The pub, it’s for expatriates, for tourists, for foreigners and half foreigners. A group of middle aged Irish. UN guys, big and dark-headed Fins, they come in here off duty; they bring Lebanese girls in beautiful dresses. The soldiers stand close to their girls, girls who smile with their white teeth, who look at you with their dark eyes. Robert asks me, What are you doing here? For the first time, I try to tell the truth. For the first time, I really recognize there is no such truth, that the story of my existence here can’t really be unwound. I say, I don’t know. I say, It has something to do with paralysis. He looks me over. And I say, No, up here, and tap my head. He nods. I feel like he gets it. I felt like he got it before he sat down. The way he peers at you through his dark glasses and you believe you see his eyes surface in them sometimes. That’s why I try to tell him the truth. He buys me a drink. He orders himself tonic water. He says, I’ve got an ulcer. I remember that as the people settle more fully into their seats, as a baby cries and goes silent, as a woman speaks in Arabic with the flight attendant about a bag too big for the overhead.

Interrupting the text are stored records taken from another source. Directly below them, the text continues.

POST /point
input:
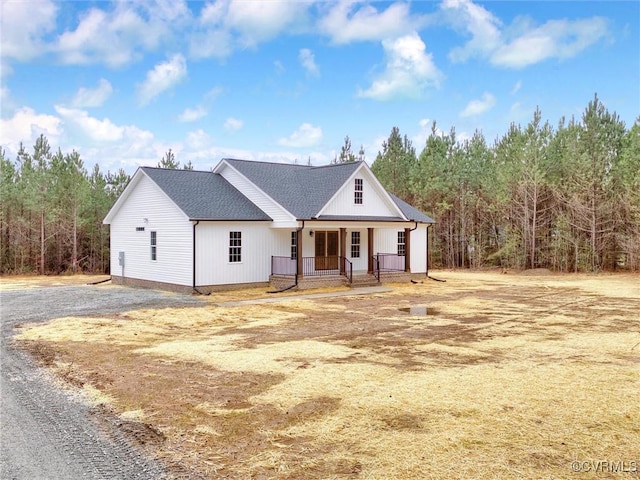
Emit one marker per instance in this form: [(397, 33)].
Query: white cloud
[(306, 135), (227, 25), (163, 76), (192, 114), (523, 43), (233, 124), (98, 130), (120, 35), (409, 70), (198, 140), (477, 107), (88, 97), (24, 24), (346, 23), (25, 126), (483, 26), (257, 22), (308, 61), (554, 39)]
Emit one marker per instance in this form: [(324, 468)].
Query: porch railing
[(313, 266), (387, 262)]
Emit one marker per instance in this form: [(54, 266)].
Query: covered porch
[(353, 255)]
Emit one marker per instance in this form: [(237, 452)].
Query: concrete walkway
[(308, 296)]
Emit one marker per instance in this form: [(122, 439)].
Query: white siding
[(174, 237), (419, 249), (259, 243), (279, 215), (386, 241), (374, 202)]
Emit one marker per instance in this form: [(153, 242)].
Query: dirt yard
[(486, 375)]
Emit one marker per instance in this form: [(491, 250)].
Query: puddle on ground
[(420, 310)]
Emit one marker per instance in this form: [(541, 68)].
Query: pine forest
[(564, 197)]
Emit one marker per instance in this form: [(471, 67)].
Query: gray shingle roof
[(411, 212), (204, 195), (303, 190)]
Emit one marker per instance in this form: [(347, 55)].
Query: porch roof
[(360, 218)]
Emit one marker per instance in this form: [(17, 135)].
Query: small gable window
[(235, 247), (154, 246), (355, 244), (401, 244), (357, 197)]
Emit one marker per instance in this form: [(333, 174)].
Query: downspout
[(195, 289), (298, 231), (409, 240), (428, 254)]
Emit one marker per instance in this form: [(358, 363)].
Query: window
[(401, 243), (154, 246), (355, 244), (294, 245), (357, 198), (235, 247)]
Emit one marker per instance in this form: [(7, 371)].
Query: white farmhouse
[(249, 223)]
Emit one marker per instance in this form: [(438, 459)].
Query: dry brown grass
[(514, 377)]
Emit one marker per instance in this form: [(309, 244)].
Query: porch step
[(366, 280)]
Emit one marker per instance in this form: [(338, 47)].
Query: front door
[(326, 250)]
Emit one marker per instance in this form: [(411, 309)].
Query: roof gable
[(374, 200), (199, 195), (306, 192), (303, 190)]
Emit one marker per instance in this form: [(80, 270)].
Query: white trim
[(381, 192), (137, 176)]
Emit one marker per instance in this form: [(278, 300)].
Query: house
[(248, 223)]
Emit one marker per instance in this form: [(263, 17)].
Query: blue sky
[(122, 82)]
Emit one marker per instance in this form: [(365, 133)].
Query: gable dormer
[(362, 195)]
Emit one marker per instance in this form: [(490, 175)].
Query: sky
[(286, 81)]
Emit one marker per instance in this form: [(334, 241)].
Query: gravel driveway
[(46, 433)]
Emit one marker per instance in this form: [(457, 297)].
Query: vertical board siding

The faithful of Islam kneel four times a day and face Mecca, or where they think it is. They face and kneel and pray. And I wonder, What do they think it buys them? Robert, he says the real war, it’s a war of symbols. Robert, he says whoever destroys the most of the other side’s symbols, that’s the side that wins. Three American meet in a pub in Beirut. A joke could easily begin this way, but this is not a joke.
All means are limited. I can’t just stay at the Mayflower forever, not in a room I’m now paying for out of my own exhaustable funds. My accounts are long dry. My credit card is edging closer to its end. I kept giving things up to be free. Of what, I’m not sure. Of my expectation for them, I suppose. Of what I thought I wanted to get out of them that it turns out I wasn’t going to get. Before I board a plane in Beirut, all I’m really doing is dwindling my means away in the Mayflower on seven dollar and fifty cent vodka tonics and an one hundred and ten dollar a night room.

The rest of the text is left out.